This may not be the sexiest business in the world, but it's earnings statement would certainly make you look twice, notes Timothy Lutts of Cabot Stock of the Month.

Our latest recommendation is a company that makes what is perhaps the most prosaic product possible: cardboard. Yet, it's just beginning a new, major uptrend.

Packaging Corporation of America (PKG) was created in 1959. In the decades since, it’s added many more companies to its stable through acquisition. It’s been swallowed up by Tenneco and spit out again.

Today the company boasts four containerboard mills (in Georgia, Michigan, Tennessee, and Wisconsin), and more than 70 manufacturing locations spread across the US.

Its primary products are corrugated containers and retail packaging and displays, all made to order and printed on the company’s own presses. Exports account for just 10% of revenues, so this is mainly a domestic story—and it’s a simple story.

The first part is growth. Over the past decade, Packaging Corp. has not only succeeded in turning a profit every year, it’s also succeeded in growing revenues in every year but one, 2009.

Given the ups and downs in this industry, that revenue record tells you the company is well managed. And looking forward, the picture is particularly attractive because the company is just beginning what looks to be a powerful turnaround.

The third-quarter report, released two weeks ago, revealed that while revenues inched up 8%, earnings gained 28%! The main reason for the jump was a price hike. After years of sluggish demand caused players in the industry to reduce capacity, a pickup in demand revealed capacity constraints, so management pushed through a $50 per ton hike for containerboard in September.

Going forward, Packaging Corp. expects a similar price hike for its corrugated products in this quarter, and expects the full benefit of these moves to be felt in the first quarter of 2013.

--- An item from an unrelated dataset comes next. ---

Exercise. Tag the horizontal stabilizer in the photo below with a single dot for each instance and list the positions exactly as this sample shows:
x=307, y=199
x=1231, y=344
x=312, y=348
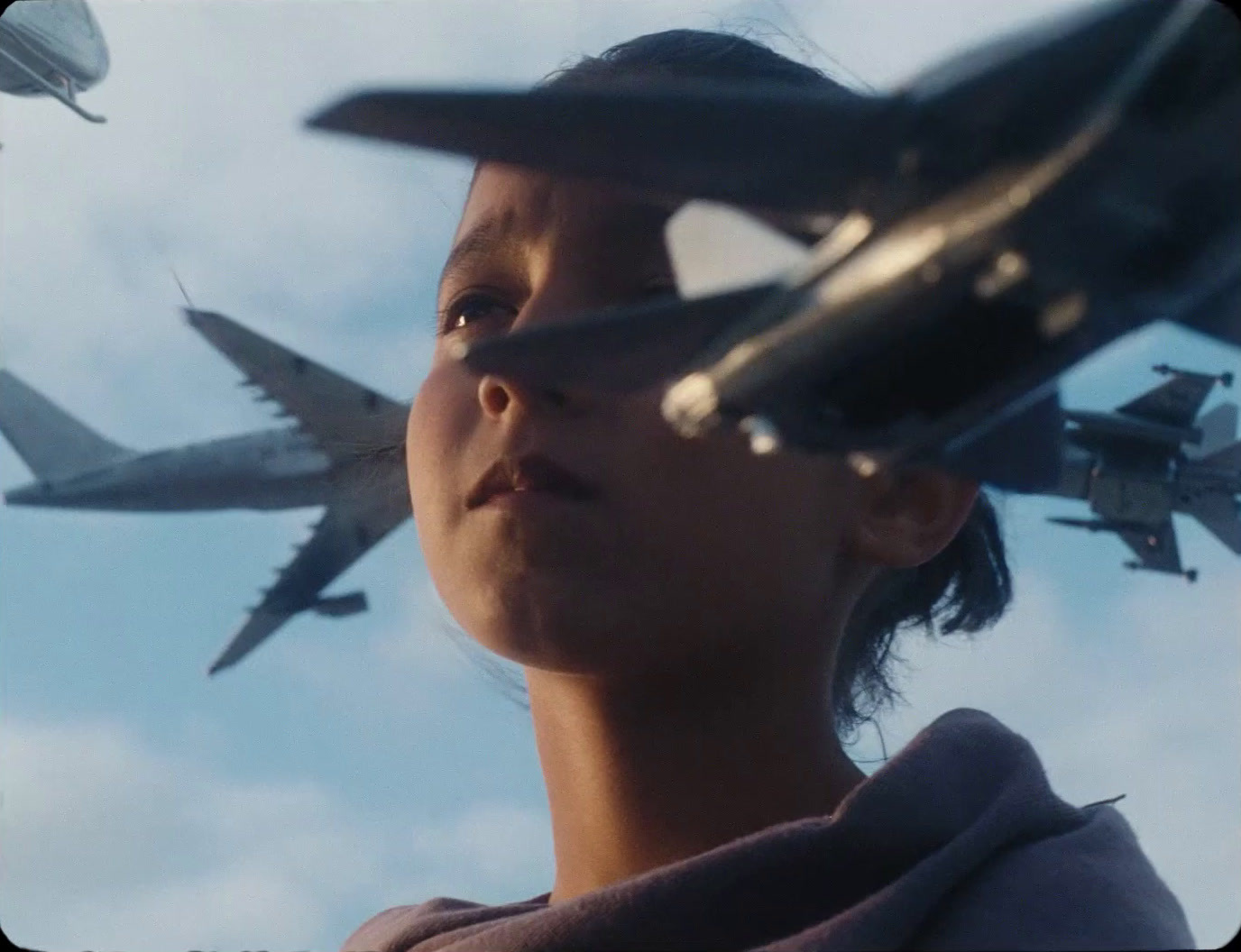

A secondary reason for the jump was increased operating efficiencies, thanks to both lower natural gas prices and process improvements as manufacturing scaled higher.

So even before the price hikes are fully implemented in 2013, management expects the three levers of increased demand, increased prices, and increased efficiencies to boost fourth-quarter earnings more than 50% (which would be the third straight quarter of accelerating earnings growth).

Analysts think earnings will leap to $2.78 per share in 2013, up 34% from 2012. Frankly, we think those estimates are likely conservative, because when industries like this turn up, they usually turn up faster than most expect.

The second part of the story is the stock’s valuation. PKG is currently trading at 19 times trailing earnings, even though the company has grown earnings 26% and 28% in the previous two quarters.

When earnings growth outweighs the P/E by that much, odds are good that the discrepancy will be resolved, by either earnings falling or price rising. The second course is clearly most likely here, because of the earnings growth expected in the coming quarters.

Topping it off is a healthy dividend of $1 per share, for an annual yield of 2.8%, as well as the possibility of a dividend increase or a share buyback—or both—as the cash pours into the company’s coffers.

Technically, PKG’s chart is attractive. It broke free of a multi-year range in July when it crossed above $29, and climbed strongly and steadily until it hit $36 at the end of September. In the month since then, it’s been consolidating that gain, trading quietly between $35 and $37, with minor excursions outside the range. In the meantime, the 50-day moving average has advanced to $34. We recommend buying now.